We again work with the Brown corpus, in particular the "fiction" subset. 

Here is how to remove stopwords from a sentence in the Brown corpus:

In [None]:
import nltk
import string

# accessing the list of NLTK English stopwords
stopwords = nltk.corpus.stopwords.words('english')
# and adding punctuation symbols
stopwords += list(string.punctuation)

In [19]:
stopwords[:10]

['i', 'me', 'my', 'myself', 'we', 'our', 'ours', 'ourselves', 'you', "you're"]

In [20]:
string.punctuation

'!"#$%&\'()*+,-./:;<=>?@[\\]^_`{|}~'

In [21]:
list(string.punctuation)

['!',
 '"',
 '#',
 '$',
 '%',
 '&',
 "'",
 '(',
 ')',
 '*',
 '+',
 ',',
 '-',
 '.',
 '/',
 ':',
 ';',
 '<',
 '=',
 '>',
 '?',
 '@',
 '[',
 '\\',
 ']',
 '^',
 '_',
 '`',
 '{',
 '|',
 '}',
 '~']

In [8]:
# This is the second sentence in the Fiction part of the Brown corpus
print(list(nltk.corpus.brown.sents(categories="fiction"))[1])

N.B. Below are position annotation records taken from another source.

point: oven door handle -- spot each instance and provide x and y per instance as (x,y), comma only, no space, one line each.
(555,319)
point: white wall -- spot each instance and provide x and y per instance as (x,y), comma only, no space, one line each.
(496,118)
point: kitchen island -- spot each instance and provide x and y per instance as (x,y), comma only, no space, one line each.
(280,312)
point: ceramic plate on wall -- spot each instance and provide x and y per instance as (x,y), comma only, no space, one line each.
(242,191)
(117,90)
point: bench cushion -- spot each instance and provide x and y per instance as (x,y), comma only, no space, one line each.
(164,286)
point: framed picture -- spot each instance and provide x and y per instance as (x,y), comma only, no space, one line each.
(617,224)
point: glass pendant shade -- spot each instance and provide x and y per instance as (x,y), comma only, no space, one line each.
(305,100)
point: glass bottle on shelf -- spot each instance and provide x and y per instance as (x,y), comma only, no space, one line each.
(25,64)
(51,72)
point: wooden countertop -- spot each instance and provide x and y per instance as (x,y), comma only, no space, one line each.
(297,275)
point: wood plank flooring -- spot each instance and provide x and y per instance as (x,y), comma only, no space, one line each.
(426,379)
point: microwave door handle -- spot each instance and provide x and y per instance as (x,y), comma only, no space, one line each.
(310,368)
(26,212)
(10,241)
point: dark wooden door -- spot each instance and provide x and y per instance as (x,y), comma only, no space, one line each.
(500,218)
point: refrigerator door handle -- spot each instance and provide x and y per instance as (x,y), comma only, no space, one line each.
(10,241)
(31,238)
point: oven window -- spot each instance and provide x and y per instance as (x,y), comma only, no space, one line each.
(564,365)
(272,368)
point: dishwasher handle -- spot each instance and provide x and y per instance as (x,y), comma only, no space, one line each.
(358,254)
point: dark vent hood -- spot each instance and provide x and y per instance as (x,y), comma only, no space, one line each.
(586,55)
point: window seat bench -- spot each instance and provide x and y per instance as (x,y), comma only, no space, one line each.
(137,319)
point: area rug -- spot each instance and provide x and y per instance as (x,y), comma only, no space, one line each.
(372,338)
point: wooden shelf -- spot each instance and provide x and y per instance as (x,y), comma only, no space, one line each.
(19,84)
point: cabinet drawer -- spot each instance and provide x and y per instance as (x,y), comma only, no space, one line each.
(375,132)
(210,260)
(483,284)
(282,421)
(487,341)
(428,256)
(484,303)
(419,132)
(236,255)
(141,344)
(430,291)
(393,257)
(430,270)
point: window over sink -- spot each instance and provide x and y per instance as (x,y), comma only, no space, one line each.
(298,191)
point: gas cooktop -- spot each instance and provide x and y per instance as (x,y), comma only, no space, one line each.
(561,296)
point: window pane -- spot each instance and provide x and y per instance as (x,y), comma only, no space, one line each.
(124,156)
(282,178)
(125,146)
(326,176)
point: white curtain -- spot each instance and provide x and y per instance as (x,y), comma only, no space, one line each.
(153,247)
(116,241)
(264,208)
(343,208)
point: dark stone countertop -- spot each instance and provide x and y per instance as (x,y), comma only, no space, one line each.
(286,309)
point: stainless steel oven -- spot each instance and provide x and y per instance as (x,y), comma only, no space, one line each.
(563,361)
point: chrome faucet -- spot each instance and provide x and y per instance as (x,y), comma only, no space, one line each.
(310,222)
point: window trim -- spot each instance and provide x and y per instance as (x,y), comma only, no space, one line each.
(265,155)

# This is the words from that sentence that remain when we remove stopwords
print([w for w in list(nltk.corpus.brown.sents(categories = "fiction"))[1] if w not in stopwords])

['Scotty', 'did', 'not', 'go', 'back', 'to', 'school', '.']
['Scotty', 'go', 'back', 'school']


Counting words in the Brown fiction subcorpus using an NLTK frequency distribution object. As you can see, some punctuation symbols remain because they don't match anything on the `string.punctuation` list -- this is the case in particular for multi-character punctuation. We're not fixing this issue here. 

In [9]:
brown_wordcounts = nltk.FreqDist(w.lower() for w in nltk.corpus.brown.words(categories = "fiction") 
                                 if w.lower() not in stopwords)
brown_wordcounts

FreqDist({'``': 703, "''": 698, 'would': 291, 'said': 194, 'one': 184, '--': 176, 'could': 168, 'like': 151, 'man': 112, 'back': 104, ...})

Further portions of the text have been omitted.